I have a function which draws a random sample:

Sample sample();

I have a function which checks weather a sample is valid:

bool is_valid(Sample s);

This simulates a conditional distribution. Now I want a lot of valid samples (most samples will not be valid).

So I want to parallelize this code with openMP

vector<Sample> valid_samples;
while(valid_samples.size() < n) {
    Sample s = sample();
    if(is_valid(s)) {
        valid_samples.push_back(s);
    }
}

How would I do this? Most of the OpenMP code I found were simple for loops where the number of iterations is determined in the beginning.

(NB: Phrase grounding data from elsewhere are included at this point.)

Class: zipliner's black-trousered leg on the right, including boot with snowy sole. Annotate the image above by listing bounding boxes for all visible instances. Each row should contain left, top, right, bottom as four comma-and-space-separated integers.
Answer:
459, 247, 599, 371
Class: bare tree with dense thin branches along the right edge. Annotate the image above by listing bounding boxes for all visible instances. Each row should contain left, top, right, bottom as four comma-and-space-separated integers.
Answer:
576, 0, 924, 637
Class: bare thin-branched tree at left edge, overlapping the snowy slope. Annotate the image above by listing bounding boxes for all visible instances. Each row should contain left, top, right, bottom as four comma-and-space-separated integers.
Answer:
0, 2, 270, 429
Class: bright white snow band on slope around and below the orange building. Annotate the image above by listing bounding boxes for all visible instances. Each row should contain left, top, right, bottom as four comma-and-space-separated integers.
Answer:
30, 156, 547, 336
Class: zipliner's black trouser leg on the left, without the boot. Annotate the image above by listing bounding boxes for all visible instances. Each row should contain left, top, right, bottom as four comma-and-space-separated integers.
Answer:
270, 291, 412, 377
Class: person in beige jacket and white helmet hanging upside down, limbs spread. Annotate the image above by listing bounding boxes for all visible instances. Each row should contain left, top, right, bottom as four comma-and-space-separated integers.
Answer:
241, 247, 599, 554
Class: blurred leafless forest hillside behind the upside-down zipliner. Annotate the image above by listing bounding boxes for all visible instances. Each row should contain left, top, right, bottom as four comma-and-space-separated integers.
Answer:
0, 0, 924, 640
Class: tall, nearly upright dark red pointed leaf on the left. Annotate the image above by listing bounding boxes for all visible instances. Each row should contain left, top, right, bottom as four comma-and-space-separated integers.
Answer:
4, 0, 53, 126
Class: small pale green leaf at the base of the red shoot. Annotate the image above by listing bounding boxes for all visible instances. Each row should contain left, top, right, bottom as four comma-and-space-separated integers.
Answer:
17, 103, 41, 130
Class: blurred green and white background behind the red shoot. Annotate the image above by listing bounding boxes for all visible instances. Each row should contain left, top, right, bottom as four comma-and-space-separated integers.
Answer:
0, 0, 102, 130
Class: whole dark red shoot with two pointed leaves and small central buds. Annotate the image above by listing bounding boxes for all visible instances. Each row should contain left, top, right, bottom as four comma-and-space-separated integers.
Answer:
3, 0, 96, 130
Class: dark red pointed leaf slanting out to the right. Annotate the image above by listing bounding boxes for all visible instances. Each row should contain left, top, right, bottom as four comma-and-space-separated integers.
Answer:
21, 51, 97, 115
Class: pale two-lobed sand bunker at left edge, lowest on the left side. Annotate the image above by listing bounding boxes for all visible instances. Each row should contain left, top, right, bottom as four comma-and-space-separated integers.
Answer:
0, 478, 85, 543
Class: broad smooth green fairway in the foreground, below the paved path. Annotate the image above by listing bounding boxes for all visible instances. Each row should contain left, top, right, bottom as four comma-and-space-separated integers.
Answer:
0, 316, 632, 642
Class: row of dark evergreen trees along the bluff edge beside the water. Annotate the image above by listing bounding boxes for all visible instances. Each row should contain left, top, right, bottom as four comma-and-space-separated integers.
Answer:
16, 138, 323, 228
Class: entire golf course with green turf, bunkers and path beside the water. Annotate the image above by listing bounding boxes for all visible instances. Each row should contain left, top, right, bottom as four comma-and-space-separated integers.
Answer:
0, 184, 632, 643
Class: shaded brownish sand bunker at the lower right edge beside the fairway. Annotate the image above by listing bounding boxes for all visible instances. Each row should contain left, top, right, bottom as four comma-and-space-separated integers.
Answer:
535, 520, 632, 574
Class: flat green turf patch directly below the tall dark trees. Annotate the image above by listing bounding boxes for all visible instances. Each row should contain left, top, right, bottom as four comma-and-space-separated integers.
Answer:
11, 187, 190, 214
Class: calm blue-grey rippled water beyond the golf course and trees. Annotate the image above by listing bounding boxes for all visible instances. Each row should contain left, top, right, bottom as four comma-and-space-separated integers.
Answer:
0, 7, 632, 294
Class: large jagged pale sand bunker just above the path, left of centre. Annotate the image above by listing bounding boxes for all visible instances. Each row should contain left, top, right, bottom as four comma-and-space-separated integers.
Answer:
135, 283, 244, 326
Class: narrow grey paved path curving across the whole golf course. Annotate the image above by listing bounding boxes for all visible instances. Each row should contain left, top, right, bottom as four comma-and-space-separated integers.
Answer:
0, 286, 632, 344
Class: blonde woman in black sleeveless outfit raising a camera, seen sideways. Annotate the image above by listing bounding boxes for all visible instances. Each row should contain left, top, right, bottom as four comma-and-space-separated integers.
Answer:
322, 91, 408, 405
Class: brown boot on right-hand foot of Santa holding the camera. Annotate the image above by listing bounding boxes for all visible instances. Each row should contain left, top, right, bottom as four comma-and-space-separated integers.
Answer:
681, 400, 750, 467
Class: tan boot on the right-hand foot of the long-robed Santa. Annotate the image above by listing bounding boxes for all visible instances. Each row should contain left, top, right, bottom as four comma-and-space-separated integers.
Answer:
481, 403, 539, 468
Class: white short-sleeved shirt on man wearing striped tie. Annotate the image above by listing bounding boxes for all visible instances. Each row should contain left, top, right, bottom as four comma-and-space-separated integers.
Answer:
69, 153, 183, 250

The sample() function has a

thread_local std::mt19937_64 gen([](){
    std::random_device d;
    std::uniform_int_distribution<int> dist(0,10000);
    return dist(d);
}());

as a random number generator. Is is valid and thread save if I assume that my device has a source of randomness? Are there better solutions?


Solution

  • You may employ OpenMP task parallelism. The simplest solution would be to define a task as a single sample insertion:

    vector<Sample> valid_samples(n); // need to be resized to allow access in parallel
    
    void insert_ith(size_t i)
    {
      do {
        valid_samples[i] = sample();
      } while (!is_valid(valid_samples[i]));
    }
    
    #pragma omp parallel
    {
      #pragma omp single
      {
        for (size_t i = 0; i < n; i++) 
        {
          #pragma omp task
          insert_ith(i);
        }
      }
    }
    

    Note that there might be performance issues with such single-task-single-insertion mapping. First, there would be false sharing involved, but likely worse, tasking management has some overhead which might be significant for very small tasks. In such a case, a remedy is simple — instead of a single insertion per tasks, insert multiple items at once, such as 100. Usually, a suitable number is a trade-off: the lower creates more tasks = more overhead, the higher may result in worse load balancing.